O roteiro de Fassbinder é muitíssimo eficiente ao elencar símbolos que serviriam de expansão dramática no decorrer da história. Como se trata de um longa da fase final de seus melodramas distanciados (e quando digo “fase final” me refiro à força de abordagem, que começa a apresentar mudanças para além do melodrama a partir de O Direito do Mais Forte à Liberdade, 1975), podemos dizer que Martha é um dos filmes-chave de sua carreira. Nele, temos os grandes problemas de identidade, as relações amorosas e familiares doentias, um espelho da sociedade da época e o já citado caráter histórico da Alemanha nazista (ou, se preferirmos, da Alemanha pós-nazista que ainda agia como se estivesse no passado, tal como em O Desespero de Veronika Voss, 1982).

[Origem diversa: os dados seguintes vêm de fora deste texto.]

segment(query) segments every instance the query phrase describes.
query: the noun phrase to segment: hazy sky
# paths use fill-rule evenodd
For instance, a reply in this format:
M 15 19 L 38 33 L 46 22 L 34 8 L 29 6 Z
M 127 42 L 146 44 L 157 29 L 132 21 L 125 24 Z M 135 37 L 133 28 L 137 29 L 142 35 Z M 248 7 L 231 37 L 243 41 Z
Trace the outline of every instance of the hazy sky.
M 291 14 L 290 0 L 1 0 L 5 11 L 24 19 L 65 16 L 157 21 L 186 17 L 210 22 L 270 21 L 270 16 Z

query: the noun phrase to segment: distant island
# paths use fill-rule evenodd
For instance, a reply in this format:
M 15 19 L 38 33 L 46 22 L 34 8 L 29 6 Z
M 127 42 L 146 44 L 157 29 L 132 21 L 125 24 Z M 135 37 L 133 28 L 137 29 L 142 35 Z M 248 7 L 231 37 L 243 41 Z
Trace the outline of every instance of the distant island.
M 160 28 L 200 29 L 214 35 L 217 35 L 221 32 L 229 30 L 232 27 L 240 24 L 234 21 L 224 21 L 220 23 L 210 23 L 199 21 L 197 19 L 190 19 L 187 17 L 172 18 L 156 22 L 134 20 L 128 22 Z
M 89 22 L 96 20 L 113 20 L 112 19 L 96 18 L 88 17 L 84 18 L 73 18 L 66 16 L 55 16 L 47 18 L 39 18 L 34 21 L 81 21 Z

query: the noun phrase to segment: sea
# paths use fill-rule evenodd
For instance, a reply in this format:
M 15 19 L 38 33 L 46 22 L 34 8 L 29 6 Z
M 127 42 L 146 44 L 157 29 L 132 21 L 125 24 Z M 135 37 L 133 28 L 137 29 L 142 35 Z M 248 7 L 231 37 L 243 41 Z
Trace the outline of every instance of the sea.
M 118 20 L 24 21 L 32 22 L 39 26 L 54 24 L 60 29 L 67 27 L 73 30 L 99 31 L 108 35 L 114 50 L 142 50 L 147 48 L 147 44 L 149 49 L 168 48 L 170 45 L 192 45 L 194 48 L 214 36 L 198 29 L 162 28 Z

Martha, a personagem-título, é a representação da persona oprimida em todos os sentidos. No início do filme ela tem a forte figura do pai, de quem “se livra” em uma belíssima cena em uma escadaria e após a morte do qual ela começa a fumar. Um dos grilhões que a prendia estava quebrado. Mas Fassbinder orquestra a mais inteligente forma de apresentar uma nova prisão. Ao dar o endereço de sua casa para o funcionário da Embaixada, Martha também nos dá a senha para o futuro: Rua Douglas Sirk.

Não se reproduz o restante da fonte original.